Manistique (foaled 1995 in Kentucky) is an American Thoroughbred racehorse. Manistique won eleven races all in California.

==Background==
Bred and raced by Marshall Naify's 505 Farms, she was an exceptionally large filly who stood close to seventeen hands. Thoroughbred Times reported that she was a "high-strung mare, whose excitability has been her undoing in three disappointing efforts out of state."

==Racing career==
Conditioned for racing by John Shirreffs, Manistique debuted in 1998, winning her first three races at Hollywood Park Racetrack by a combined thirty-one lengths. She then was shipped to Saratoga Race Course in the New York state where her volatility caused her problems and she ran third to Banshee Breeze in the Alabama Stakes.
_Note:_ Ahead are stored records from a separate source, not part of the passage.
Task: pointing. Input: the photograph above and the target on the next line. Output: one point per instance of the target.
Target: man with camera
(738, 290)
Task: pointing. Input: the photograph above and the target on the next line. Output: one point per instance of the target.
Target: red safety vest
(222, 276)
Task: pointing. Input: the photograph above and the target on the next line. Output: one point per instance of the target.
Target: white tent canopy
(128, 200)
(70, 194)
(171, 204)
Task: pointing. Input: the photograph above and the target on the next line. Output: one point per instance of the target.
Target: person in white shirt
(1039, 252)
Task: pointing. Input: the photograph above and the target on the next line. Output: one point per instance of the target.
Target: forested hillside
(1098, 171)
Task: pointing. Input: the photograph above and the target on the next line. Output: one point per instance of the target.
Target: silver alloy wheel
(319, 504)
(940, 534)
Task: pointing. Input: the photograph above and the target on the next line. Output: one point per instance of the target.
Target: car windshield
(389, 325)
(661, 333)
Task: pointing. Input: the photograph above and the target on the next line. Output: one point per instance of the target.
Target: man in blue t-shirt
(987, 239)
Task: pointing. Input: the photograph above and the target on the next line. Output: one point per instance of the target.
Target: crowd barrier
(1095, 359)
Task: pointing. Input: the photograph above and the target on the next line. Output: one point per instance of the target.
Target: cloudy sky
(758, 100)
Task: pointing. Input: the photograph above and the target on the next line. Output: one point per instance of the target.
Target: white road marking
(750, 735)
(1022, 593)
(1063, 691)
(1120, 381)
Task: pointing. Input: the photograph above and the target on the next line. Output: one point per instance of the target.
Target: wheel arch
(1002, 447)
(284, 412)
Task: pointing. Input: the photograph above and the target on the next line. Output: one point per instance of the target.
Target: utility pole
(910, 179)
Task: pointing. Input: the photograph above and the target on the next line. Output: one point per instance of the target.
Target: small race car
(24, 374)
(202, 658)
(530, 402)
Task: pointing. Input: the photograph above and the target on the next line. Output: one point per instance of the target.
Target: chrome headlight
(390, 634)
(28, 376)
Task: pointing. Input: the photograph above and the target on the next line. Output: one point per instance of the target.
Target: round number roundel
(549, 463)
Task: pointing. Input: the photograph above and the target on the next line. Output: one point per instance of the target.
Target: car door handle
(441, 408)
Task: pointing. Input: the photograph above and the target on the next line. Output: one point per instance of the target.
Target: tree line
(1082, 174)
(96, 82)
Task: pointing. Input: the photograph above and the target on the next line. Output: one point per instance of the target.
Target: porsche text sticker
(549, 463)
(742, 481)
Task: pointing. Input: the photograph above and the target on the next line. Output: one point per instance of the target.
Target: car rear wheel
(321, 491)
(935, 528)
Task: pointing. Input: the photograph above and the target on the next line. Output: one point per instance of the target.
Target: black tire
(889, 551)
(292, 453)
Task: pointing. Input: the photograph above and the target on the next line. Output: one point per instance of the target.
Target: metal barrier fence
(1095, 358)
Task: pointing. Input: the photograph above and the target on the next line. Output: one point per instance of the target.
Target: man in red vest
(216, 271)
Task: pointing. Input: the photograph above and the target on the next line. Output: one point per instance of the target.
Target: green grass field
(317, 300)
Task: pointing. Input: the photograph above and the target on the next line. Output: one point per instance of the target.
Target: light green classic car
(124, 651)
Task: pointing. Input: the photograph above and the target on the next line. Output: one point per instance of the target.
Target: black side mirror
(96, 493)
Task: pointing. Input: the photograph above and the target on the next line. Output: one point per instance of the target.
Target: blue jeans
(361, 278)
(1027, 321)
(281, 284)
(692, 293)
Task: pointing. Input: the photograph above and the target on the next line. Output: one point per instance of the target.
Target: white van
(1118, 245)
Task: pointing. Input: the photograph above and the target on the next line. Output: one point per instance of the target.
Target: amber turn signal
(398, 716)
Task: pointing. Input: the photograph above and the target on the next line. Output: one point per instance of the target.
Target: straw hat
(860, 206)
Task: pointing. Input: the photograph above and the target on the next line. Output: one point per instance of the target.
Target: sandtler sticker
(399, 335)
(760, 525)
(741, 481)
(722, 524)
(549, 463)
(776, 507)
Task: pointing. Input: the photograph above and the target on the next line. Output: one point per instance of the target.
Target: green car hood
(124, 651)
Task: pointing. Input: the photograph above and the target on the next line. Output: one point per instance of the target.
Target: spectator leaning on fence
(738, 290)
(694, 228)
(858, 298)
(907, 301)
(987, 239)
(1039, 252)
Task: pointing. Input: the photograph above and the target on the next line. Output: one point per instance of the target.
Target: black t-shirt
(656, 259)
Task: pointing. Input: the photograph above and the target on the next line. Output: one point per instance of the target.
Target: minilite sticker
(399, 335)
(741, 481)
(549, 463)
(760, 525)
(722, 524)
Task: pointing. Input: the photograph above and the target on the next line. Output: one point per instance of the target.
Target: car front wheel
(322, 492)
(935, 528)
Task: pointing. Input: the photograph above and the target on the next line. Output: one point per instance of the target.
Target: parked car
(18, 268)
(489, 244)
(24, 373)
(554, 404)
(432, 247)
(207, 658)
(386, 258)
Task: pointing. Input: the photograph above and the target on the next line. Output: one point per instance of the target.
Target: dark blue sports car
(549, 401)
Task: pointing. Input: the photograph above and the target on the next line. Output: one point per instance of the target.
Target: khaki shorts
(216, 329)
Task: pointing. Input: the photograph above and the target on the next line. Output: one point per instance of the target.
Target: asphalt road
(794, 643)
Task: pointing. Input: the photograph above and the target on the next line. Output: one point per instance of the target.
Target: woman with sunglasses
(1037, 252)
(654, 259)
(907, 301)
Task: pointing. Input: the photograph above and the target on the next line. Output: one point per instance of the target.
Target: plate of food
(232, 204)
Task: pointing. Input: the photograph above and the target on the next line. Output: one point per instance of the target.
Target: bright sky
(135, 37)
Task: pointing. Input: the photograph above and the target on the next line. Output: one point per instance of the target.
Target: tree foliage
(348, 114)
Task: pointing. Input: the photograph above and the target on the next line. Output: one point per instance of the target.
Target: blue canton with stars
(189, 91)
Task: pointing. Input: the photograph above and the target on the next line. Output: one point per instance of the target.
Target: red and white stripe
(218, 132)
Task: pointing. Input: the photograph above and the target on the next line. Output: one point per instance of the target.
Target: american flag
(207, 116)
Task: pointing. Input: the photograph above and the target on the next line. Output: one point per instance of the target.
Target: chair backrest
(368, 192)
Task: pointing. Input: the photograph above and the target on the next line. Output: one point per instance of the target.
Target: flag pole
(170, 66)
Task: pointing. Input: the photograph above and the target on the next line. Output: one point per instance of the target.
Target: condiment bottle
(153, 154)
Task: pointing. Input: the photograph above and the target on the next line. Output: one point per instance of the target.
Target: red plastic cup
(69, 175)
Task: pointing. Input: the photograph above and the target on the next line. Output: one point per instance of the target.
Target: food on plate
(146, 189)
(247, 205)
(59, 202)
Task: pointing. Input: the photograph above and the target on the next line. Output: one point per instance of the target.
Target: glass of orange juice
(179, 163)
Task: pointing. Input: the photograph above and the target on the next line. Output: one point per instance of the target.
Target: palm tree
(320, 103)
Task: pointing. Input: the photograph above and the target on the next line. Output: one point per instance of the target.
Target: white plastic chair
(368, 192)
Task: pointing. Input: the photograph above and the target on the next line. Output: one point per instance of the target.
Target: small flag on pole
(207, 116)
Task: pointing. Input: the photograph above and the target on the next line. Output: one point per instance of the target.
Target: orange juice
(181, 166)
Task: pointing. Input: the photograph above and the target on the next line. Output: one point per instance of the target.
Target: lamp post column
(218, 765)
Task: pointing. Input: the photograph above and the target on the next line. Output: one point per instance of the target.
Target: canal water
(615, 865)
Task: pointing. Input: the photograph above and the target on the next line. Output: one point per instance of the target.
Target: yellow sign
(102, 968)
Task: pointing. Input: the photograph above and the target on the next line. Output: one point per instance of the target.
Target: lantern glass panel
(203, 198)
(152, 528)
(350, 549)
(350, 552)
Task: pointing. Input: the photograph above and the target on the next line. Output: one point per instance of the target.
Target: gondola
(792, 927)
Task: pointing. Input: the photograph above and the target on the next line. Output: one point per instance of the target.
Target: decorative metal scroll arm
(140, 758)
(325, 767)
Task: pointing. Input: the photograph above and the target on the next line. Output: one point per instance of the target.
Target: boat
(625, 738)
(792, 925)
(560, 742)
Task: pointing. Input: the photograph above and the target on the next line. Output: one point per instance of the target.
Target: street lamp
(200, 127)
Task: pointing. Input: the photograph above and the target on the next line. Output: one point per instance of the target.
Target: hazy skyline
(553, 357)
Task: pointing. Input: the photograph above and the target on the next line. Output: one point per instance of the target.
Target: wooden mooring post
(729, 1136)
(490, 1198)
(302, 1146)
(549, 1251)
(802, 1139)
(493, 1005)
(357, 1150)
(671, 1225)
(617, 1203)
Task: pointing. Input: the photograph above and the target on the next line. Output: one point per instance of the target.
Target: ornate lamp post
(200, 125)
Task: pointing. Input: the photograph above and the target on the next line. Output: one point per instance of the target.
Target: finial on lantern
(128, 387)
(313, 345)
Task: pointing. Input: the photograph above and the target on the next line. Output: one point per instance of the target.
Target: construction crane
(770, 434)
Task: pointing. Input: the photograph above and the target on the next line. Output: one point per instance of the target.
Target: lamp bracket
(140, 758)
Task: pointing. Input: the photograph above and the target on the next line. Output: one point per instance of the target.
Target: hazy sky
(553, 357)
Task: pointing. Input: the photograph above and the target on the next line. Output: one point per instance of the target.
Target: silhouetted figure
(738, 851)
In 1999, she won six important stakes including the Grade I Vanity Invitational and Santa Margarita Invitational Handicaps. Her temperamental problems and dislike of travel would be evident when, after a brilliant campaign in California, she finished last in the Breeders' Cup Distaff at Gulfstream Park in Florida then returned to Hollywood Park where soon after she won her second straight Bayakoa Handicap by three lengths.

In February 2000, the then five-year-old Manistique earned her third Grade I victory in the Santa Maria Handicap while carrying a career-high 125 pounds. It was to be her last race as she later injured herself during a workout and was retired.

==Broodmare==
Owner Marshall Naify died on April 19, 2000, and his estate sold Manistique to Aaron and Marie Jones who sent her to serve as a broodmare at Taylor Made Farm near Nicholasville, Kentucky. Manistique suffered an "Early Fetal Loss" of her first foal as a result of the Mare Reproductive Loss Syndrome (MRLS) that plagued horse breeding farms in central Kentucky in 2001. She produced her first live foal in 2003 by Forestry. She has since foaled two by Storm Cat in 2004 and 2005. The latter, named Old Ninety Eight, is currently (2009) racing for Team Valor.